Digerido por malabesta

Lo más terrorífico de “Wolf Creek” es que está basada en hechos reales y definida como (cursivas mías) “la clásica historia del hombre del saco (léase slasher) rodada con técnicas del cine de autor” por su director, Greg Mclean, que dice haberse inspirado en el Dogma95 para rodarla. Escalofriante.

La historia es sencilla. Tres excursionistas, Liz (Cassandra Magrath), Kristy (Kestie Morassi) y Ben (Nathan Phillips), pretenden llegar al parque natural de Wolf Creek, en Australia. A medio camino su coche los deja tirados, y los recoge el amable Mick Taylor (John Jarratt) con la promesa de llevarlos hasta su casa de él y allí arreglar el coche. Y hasta aquí puedo leer.

Greg McLean parte de la situación típica de un slasher pero pretende darle una vuelta de tuerca más imprimiendo un tono muy realista a la película. Como sabrá cualquiera que haya visto el vídeo de las vacaciones, la primera comunión o la boda de unos vecinos, el realismo no siempre es una cosa buena. En este caso se traduce en que durante los primeros cuarenta minutos de proyección no pasa nada.

La típica presentación de personajes y el no menos típico viaje a ninguna parte que en cualquier película estilo “Hostel” se soluciona en quince o veinte minutos, tras el primer asesinato de rigor (que suele abrir la película) son sustituidos en “Wolf Creek” por la introducción de los tres protagonistas, su plan de viaje y gran parte del mismo incluyendo paradas en todas las gasolineras con todo lujo de detalles. Resulta soporífero.

Cuando al fin aparece el dichoso Mick Taylor, la película comienza a remontar. Principalmente gracias a la actuación de John Jarrat, que con su muy creíble aire campechano compone un personaje interesante. Pero el estilo de rodar de Mclean tiene sus momentos. Se mantiene bastante alejado de los clichés del género, y es de agradecer que nos ahorre los típicos cacharrazos orquestales con los que muchos directores más que asustar al público consiguen aterrorizarlo. La aproximación casi documental por la que se opta en “Wolf Creek” es bastante más inquietante de lo que suele ser el torture porn (“Hostel”, “Saw” y demás) sin necesidad de recurrir a tanta salsa de tomate (aunque la película también tiene sus momentos, no se vayan a creer).

En “Wolf Creek” sin embargo se nos muestra todo con un nivel de detalle digno de un programa de bricolaje. Echa uno de menos el repaso con la lista de ingredientes y herramientas al final de cada escena.
Pero a pesar de ello es más el daño que hace. El afán de rodarlo todo para no romper el aura de casi documental mata por completo el ritmo de la cinta. A los aburridísimos primeros cuarenta minutos, se unen muchos momentos muertos que se producen en la segunda mitad de la película; por ejemplo, si una de las protagonistas se ha de liberar de una brida de plástico con la que ha sido esposada, el proceso de buscar algo cortante, encontrar un cristal roto y cortar con él la atadura, viene a durar unos cinco minutos.

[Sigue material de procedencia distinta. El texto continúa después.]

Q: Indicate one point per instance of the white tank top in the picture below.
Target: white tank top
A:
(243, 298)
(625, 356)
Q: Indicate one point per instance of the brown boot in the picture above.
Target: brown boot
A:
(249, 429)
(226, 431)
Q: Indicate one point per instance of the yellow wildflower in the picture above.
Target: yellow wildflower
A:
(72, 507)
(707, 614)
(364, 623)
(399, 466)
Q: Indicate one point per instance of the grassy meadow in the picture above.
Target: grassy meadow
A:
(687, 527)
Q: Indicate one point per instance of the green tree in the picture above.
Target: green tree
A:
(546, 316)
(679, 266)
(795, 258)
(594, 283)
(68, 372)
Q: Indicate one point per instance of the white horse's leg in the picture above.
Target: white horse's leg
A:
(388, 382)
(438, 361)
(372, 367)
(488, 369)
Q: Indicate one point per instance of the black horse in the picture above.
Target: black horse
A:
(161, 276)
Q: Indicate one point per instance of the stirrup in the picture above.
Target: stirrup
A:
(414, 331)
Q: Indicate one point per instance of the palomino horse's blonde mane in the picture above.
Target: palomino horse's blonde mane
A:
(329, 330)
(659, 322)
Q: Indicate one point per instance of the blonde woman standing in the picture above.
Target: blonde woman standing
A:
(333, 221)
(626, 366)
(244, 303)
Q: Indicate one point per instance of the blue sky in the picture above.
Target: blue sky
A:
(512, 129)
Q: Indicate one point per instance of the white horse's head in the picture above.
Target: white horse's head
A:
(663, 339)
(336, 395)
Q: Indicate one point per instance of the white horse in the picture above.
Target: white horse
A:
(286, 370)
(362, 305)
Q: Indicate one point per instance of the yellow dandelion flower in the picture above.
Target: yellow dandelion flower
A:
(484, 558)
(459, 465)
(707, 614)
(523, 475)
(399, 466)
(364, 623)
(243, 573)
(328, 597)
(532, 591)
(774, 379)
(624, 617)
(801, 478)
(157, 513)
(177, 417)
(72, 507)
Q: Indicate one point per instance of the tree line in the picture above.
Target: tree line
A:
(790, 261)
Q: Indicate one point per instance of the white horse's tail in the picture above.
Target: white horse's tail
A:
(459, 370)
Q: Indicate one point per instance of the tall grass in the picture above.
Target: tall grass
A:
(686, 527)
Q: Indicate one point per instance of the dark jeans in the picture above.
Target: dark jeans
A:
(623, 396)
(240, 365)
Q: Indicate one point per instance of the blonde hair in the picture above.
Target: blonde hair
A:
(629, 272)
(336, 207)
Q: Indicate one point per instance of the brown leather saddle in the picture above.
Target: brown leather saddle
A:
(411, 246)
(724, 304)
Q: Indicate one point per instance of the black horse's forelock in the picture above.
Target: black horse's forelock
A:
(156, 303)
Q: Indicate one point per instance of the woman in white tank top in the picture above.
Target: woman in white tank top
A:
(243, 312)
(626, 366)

Otro director haría una breve elipsis o aprovecharía para ver qué hace alguno de los otros personajes (cosa que en esta película nunca pasa, siendo completamente lineal). En “Wolf Creek” sin embargo se nos muestra con un nivel de detalle digno de un programa de bricolaje. Echa uno de menos el repaso con la lista de ingredientes y herramientas al final de la escena: “se busca un cristal, se corta la brida y ya tenemos lista la escapada”.

A mayores de la notable presencia en pantalla de John Jarrat, explotada de manera irregular por su personaje, que a veces se pasa un poco de psicópata. Nathan Phillips, Cassandra Magrath y Kestie Morassi vienen a dar la actuación estándar de una película de terror, mucho grito y mucho desencaje, todo un poco forzado.

En fin, slasher con afán de renovación que no termina de despegar (ni de despertar). Recomendada para jóvenes castores.